Aussie stats show HPV shots effective, but will U.S. parents listen?

Could Australia's success with HPV vaccination help boost similar efforts in the U.S.? If hard numbers on results could help, then yes. A BMJ study shows that immunizing young women against the human papillomavirus has already proven its worth.

It's too early to tell whether the shots will cut cancer rates as well, because HPV-related cancers take decades to develop, the New York Times points out. But genital warts, another malady linked to HPV infection, can develop in a few months. And diagnoses of genital warts in young women and young men plummeted in the two years after Australia's vaccination program began. There was also a significant decline in the rate of cervical abnormalities, which can presage cancer.

Study author Basil Donovan, a professor at the University of New South Wales in Sydney, and his team looked at HPV-related diseases in the three years before Australia's vaccination program began and in the four years after, using data on 86,000 patients.

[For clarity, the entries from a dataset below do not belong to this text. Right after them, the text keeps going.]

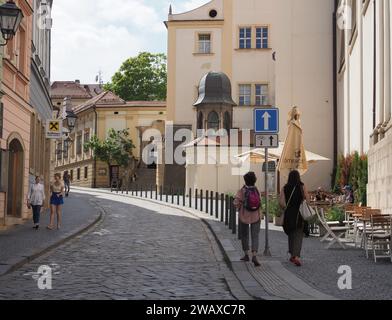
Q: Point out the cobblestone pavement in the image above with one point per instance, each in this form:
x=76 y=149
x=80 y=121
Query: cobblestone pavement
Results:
x=370 y=281
x=133 y=253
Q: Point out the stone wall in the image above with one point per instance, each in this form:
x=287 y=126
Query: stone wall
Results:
x=380 y=175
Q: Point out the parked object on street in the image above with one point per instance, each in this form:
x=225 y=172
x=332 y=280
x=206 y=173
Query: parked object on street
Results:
x=292 y=196
x=56 y=201
x=249 y=215
x=35 y=200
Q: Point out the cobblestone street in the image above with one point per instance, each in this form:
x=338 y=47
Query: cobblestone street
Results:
x=133 y=253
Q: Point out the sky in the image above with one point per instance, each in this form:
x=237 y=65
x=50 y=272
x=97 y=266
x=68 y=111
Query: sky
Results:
x=89 y=36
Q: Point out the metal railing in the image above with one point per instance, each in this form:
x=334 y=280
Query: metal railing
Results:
x=215 y=204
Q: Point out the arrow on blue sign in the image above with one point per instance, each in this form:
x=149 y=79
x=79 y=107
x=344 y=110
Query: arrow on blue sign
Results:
x=266 y=120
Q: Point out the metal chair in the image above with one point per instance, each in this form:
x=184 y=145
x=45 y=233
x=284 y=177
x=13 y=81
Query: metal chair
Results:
x=381 y=236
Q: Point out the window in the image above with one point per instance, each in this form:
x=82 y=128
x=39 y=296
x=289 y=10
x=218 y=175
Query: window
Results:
x=66 y=149
x=245 y=94
x=86 y=136
x=204 y=43
x=1 y=119
x=213 y=120
x=79 y=144
x=227 y=122
x=262 y=38
x=245 y=38
x=200 y=121
x=261 y=97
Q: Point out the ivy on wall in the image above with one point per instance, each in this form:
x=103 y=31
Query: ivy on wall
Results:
x=353 y=170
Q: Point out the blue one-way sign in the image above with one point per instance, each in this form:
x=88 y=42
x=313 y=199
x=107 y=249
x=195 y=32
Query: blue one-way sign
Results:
x=266 y=120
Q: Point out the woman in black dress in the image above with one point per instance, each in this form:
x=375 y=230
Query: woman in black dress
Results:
x=291 y=197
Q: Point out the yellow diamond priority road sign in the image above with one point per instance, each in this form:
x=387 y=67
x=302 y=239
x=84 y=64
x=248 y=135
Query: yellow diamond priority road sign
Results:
x=54 y=129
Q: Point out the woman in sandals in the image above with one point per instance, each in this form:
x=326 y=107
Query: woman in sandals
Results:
x=291 y=197
x=248 y=202
x=56 y=201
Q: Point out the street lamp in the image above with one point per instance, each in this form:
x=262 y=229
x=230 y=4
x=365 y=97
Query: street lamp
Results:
x=71 y=120
x=10 y=19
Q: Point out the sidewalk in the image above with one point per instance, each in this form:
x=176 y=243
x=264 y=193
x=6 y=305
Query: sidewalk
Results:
x=279 y=279
x=21 y=243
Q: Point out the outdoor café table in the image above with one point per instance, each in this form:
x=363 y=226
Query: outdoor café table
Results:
x=366 y=220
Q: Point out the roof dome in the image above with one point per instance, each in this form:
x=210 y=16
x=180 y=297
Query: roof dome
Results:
x=215 y=88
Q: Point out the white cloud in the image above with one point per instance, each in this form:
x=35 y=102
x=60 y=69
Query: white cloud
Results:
x=93 y=35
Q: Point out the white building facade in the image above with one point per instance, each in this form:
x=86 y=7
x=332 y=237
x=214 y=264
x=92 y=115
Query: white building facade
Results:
x=364 y=92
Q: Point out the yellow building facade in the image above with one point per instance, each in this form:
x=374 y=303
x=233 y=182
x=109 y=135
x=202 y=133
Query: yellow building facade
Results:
x=96 y=117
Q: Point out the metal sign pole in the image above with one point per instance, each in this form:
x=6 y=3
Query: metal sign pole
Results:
x=267 y=249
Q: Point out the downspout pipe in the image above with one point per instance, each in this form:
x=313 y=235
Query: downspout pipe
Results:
x=335 y=95
x=95 y=159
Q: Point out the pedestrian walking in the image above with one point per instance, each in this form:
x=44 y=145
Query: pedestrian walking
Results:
x=56 y=201
x=35 y=200
x=67 y=182
x=248 y=202
x=291 y=197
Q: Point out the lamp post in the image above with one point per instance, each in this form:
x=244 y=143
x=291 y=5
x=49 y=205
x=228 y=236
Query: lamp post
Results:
x=10 y=19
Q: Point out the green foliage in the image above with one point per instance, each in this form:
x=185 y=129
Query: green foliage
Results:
x=335 y=214
x=353 y=170
x=116 y=149
x=273 y=206
x=141 y=78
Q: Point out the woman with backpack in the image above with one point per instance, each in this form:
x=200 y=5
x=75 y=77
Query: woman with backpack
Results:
x=291 y=197
x=248 y=202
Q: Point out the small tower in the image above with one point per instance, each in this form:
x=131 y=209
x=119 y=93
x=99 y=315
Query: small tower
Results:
x=215 y=104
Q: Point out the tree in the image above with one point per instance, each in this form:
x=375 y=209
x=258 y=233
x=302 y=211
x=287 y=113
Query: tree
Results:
x=141 y=78
x=116 y=149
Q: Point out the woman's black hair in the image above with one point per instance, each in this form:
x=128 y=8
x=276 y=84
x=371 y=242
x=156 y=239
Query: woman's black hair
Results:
x=294 y=179
x=250 y=179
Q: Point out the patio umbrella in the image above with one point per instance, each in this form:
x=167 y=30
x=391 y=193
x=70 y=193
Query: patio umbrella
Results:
x=293 y=156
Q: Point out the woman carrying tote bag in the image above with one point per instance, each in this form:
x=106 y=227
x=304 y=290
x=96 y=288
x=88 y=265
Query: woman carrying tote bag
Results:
x=291 y=198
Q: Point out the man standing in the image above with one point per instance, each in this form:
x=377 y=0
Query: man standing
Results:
x=67 y=182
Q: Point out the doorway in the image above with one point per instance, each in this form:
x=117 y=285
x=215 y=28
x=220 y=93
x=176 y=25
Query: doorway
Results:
x=15 y=179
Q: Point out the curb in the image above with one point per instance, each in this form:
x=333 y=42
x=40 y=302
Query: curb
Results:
x=59 y=243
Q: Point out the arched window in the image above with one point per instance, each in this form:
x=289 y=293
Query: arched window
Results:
x=227 y=122
x=213 y=120
x=200 y=120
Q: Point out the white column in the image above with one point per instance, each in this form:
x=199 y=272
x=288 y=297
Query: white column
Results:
x=387 y=62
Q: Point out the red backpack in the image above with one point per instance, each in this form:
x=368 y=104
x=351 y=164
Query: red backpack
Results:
x=252 y=200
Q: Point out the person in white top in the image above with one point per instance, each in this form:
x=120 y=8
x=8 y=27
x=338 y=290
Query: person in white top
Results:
x=35 y=200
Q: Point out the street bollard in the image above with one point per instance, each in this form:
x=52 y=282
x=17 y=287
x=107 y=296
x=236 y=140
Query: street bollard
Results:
x=196 y=199
x=201 y=200
x=222 y=206
x=207 y=203
x=226 y=210
x=234 y=219
x=211 y=203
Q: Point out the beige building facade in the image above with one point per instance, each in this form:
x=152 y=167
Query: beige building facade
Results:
x=96 y=117
x=275 y=53
x=364 y=92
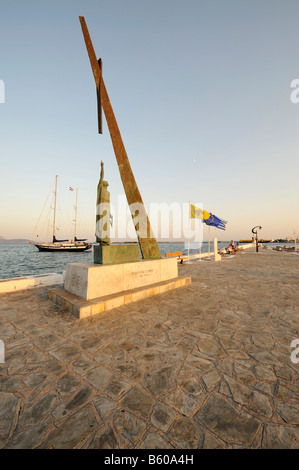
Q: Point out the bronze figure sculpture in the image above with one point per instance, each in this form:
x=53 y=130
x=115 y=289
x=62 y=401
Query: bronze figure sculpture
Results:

Diagnoses of genital warts in girls and young women aged 12 to 26 dropped by 59% in those first two years, while diagnoses in boys and young men fell by 39%, showing that vaccinating females helped protect males, the researchers said. The rate of genital warts in girls under 21 fell to 1% from about 12% in 2007. Women 30 and older, who wouldn't have benefited from the vaccination program, showed no such decline.

"We were particularly surprised to see a 93 percent drop in genital warts in young women when only 85 percent were vaccinated," Donovan told the NYT. "This suggests that the herd immunity that is protecting men is, in turn, also protecting unvaccinated women."

These numbers would be music to the ears of Merck ($MRK) and GlaxoSmithKline ($GSK) executives. Their HPV-fighting shots Gardasil and Cervarix could use a boost, particularly in the U.S., where squeamish parents have put a damper on vaccination rates.

Australia's nationally funded HPV vaccination program didn't meet with much resistance, Donovan said. By contrast, only around one-third of U.S. girls and young women have opted for the shots--and that's despite recommendations from the Centers for Disease Control and Prevention, which backs the vaccinations for young women and young men. Many parents have chosen not to vaccinate their children, partly because HPV is sexually transmitted. Plus, some worry about reports of fainting spells and other side effects in girls who were vaccinated. Of course, government funding helped in Australia; in the U.S. some private insurers don't cover the three-dose course, which can cost around $300 out of pocket.